Make sure you know what all of your performance indicators are measuring
Remind yourself of your indicators and ensure that you can monitor the progress of your project as a whole and are not limiting yourself to a short-term view
Are you making the right kind of progress?
Although KPI’s undoubtedly help drive productivity, they can ironically double up as a distraction and delay progress. Generalised KPI’s may lead to activity, but it may not lead to progress. For example, a KPI to run seven tests a day would spur action but are they the right seven tests that actually advance the project overall. As far as the indicator is concerned its requirements have been met therefore progress has been made, when in reality the amount of progress made is zero.
Double check that your performance indicators are pointing the focus on making the right kind of progress
Are you tracking your milestones?
A key staple of any development project is the use of delivery milestones. If you aren’t making use of them, you should. Milestones allow for the tracking of planned schedules. Consistently meeting project milestones is a sure sign that things are progressing nicely, but not having a perfect record is far from unusual. Having the odd blip in an otherwise perfect record isn’t much of a cause for concern, and could be the result of an unplanned absence, but if the trend of deviation is always for the worse you most certainly have a problem on your hands. However milestones are not an absolute measure of completeness, completing four out of five milestones does not mean you are 80% done.
Take a look in the rear view mirror and observe the trends from previous milestones, are they positive or negative?
Don’t gloss over deadline failures. Take stock, adjust and re-plan dates accordingly.
Do you understand why you need more budget?
Having to approach project stakeholders for an increase in budget is one of the most embarrassing moments you could ever experience.
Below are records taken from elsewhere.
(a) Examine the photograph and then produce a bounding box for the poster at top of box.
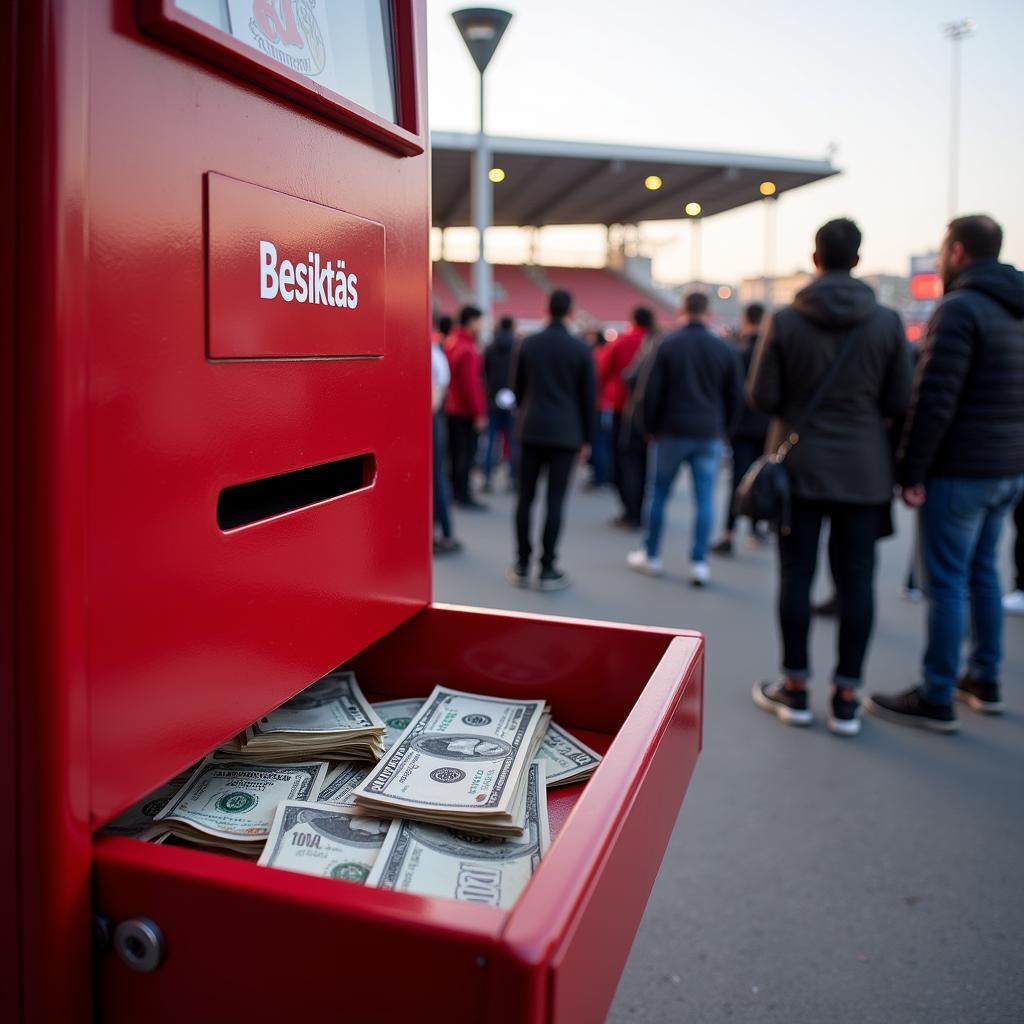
[227,0,338,92]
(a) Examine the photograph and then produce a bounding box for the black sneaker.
[537,567,572,590]
[828,691,860,736]
[864,686,959,732]
[752,682,814,725]
[953,675,1007,715]
[505,562,529,587]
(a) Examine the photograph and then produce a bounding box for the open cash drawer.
[94,605,703,1024]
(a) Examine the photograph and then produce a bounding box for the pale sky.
[428,0,1024,281]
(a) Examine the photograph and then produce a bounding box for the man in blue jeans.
[865,216,1024,732]
[627,292,743,587]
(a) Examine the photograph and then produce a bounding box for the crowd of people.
[432,209,1024,736]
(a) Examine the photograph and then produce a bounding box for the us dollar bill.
[373,697,424,751]
[258,800,390,884]
[353,686,549,823]
[367,760,550,907]
[154,756,327,852]
[537,722,601,790]
[316,761,373,807]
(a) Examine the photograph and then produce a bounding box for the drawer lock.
[114,918,164,973]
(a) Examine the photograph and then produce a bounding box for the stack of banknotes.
[220,670,387,763]
[105,672,600,907]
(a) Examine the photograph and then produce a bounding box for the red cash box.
[0,0,703,1024]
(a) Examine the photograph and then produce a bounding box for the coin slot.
[217,455,377,530]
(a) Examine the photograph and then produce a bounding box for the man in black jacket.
[627,292,742,587]
[507,290,597,590]
[867,216,1024,732]
[748,218,910,736]
[711,302,769,555]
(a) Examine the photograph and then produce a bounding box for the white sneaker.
[690,562,711,587]
[626,548,664,575]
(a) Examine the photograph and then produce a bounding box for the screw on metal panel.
[114,918,164,973]
[92,911,114,956]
Decided at the beginning of a project, the budget is what dictates the volume and type of resources that can be utilised throughout a projects lifetime. In the best case scenario there should be no reason to exceed the limit. However as the saying goes the best laid plans of mice and men often go awry. It isn’t unexpected to ask for small increases to accommodate unavoidable circumstances, but if you repeatedly find yourself in front of the board there must be a cause.
Review the factors that determined the original budget. Are they still the same, or have they become irrelevant as the project progresses?
Review the resources currently being utilised. Have they changed from the original plan? If so are they worthy of the difference in cost?
Are you a defect away from disaster?
For a project to go from conception to completion without experiencing a single defect is very unusual. You could even go so far as to say that a handful of defects is normal. However, excessive levels are an undeniable proof that there is an unresolved issue somewhere in the development process. More often than not, defects are a result of rushing to meet a deadline and omitting important processes, such as testing, which raises the question why is there a need to rush. However, if you don’t know the norm for your development how can you tell if levels are bordering on extreme?
If you haven’t been already, make sure that you have been recording each defect discovered.
Run an analysis on any discovered defects and see if they can be traced back to a common source.
Do you still have the support of the stakeholders?
Whether they realise it or not a projects stakeholders can provide a realistic insight into how it is progressing. Having stakeholders that are willing to participate in a projects tasks or events signifies that they believe in its value. If you were to experience a significant drop in these engagement levels you know that something is going wrong somewhere. It may be that they no longer see a use for the product or service, or they are losing confidence in the end value.
Make sure that you are still regularly checking in with your stakeholders.
When you speak with your stakeholders, are you getting their view of the project?